Let’s be honest: along with menopause comes a *lot* of feelings. (And no, we’re not just talking about those cliché mood swings.) Navigating a whole new phase of life and all the physical and mental changes that come along with it can be a challenge for anyone, so we asked Dr. Kristie Overstreet of Frame Therapy, clinical sexologist, certified sex therapist, psychotherapist, and creator of the Ideal Intimacy Method program, to break it down for us. Here are the five most common feelings that come with menopause…and how you can work with them, not against them. 

  1. Fear
  2. Embarrassment
  3. Shame
  4. Anxiety
  5. Relief

1. Fear

We fear what we don’t understand, so when it comes to menopause there’s so much that can be confusing and unknown.

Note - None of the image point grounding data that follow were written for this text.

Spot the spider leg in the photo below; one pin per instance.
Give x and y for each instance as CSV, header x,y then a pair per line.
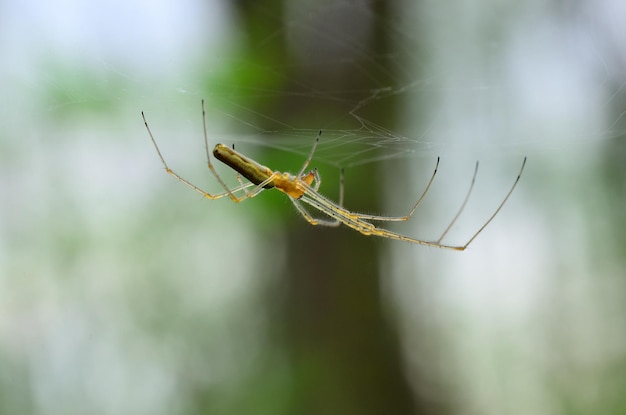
x,y
341,215
458,214
180,178
499,206
394,218
311,219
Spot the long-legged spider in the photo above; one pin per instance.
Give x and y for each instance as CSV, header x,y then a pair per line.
x,y
303,188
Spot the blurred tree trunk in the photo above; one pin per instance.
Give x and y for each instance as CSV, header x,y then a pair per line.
x,y
339,341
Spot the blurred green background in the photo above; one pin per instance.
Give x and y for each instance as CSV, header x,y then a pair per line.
x,y
123,292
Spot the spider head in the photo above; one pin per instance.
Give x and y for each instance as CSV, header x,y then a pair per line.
x,y
308,177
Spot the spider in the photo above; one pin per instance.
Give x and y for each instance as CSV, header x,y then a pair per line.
x,y
303,188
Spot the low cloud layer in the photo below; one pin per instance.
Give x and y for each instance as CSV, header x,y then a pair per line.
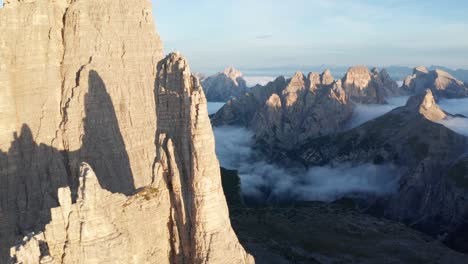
x,y
263,180
254,80
456,106
364,113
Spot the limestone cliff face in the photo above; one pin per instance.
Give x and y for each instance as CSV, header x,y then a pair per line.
x,y
77,80
200,218
224,86
288,112
77,84
442,84
101,227
308,107
364,86
431,160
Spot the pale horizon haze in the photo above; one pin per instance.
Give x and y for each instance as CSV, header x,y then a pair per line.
x,y
253,34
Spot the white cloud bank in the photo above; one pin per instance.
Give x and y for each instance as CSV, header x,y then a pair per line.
x,y
263,180
456,106
364,113
254,80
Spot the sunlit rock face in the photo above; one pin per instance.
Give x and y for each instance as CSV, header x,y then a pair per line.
x,y
307,107
442,84
224,86
187,160
77,84
369,87
286,112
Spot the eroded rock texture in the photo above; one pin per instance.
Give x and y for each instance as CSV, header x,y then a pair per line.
x,y
224,86
442,84
201,228
77,81
288,112
369,87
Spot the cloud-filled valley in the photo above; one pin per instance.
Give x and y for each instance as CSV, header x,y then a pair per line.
x,y
265,181
261,179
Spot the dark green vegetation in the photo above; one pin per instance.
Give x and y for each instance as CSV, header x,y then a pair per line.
x,y
459,173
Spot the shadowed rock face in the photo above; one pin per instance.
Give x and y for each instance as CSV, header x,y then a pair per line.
x,y
442,84
431,160
288,112
82,89
224,86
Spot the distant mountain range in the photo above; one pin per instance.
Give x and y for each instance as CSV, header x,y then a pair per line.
x,y
398,73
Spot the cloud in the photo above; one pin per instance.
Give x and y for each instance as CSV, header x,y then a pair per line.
x,y
214,107
457,124
364,113
456,106
254,80
266,181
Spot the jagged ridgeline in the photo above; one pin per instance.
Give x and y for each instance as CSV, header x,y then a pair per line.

Try: Writing down all of your fears about menopause. Many of these may start with “What if…” Writing out all of your fears will help them feel less overwhelming and then you can begin to explore how rational each of these are.

2. Embarrassment

We worry about losing control of a bodily function as we get older. Especially when it comes to sex, we easily get embarrassed when our bodies don’t respond like they use to. 

Try: Asking yourself “What’s the worst thing that could happen if _______ happens?” For example, what’s the worst thing that could happen if I experience vaginal dryness or urinary leakage during sex? The worst case scenario you’re imagining is worst than the actual event happening. 

3. Shame

We feel like we’re the problem during menopause, from mood swings, to feeling more irritable it’s easy to blame ourselves for all that is going wrong around us. This can result in feeling shame about who we are. 

Try: Reframing our Inner Critic by asking ourselves, “Would I say that to a friend if she was going through this?” This can help you be kinder to yourself. 

4. Anxiety

Most of us like to have control of what’s happening around us and to our bodies. The journey of menopause disrupts any type of control we may feel we have of our bodies resulting in feeling more anxious.

Try: Practicing mindfulness and meditation while working on acceptance as you go through this new pivot in your life. 
  

5. Relief

We’ve been complaining about our periods since we were teens so now it’s finally over. We’ve been looking forward to the time when we no longer have to deal with cramps and all of the problems that come monthly. It’s time to celebrate our entry into the next journey of our lives. 

Try: Writing 10 things you’re grateful for as it relates to your body. Starting this gratitude practice helps you focus on what’s going well versus what’s not.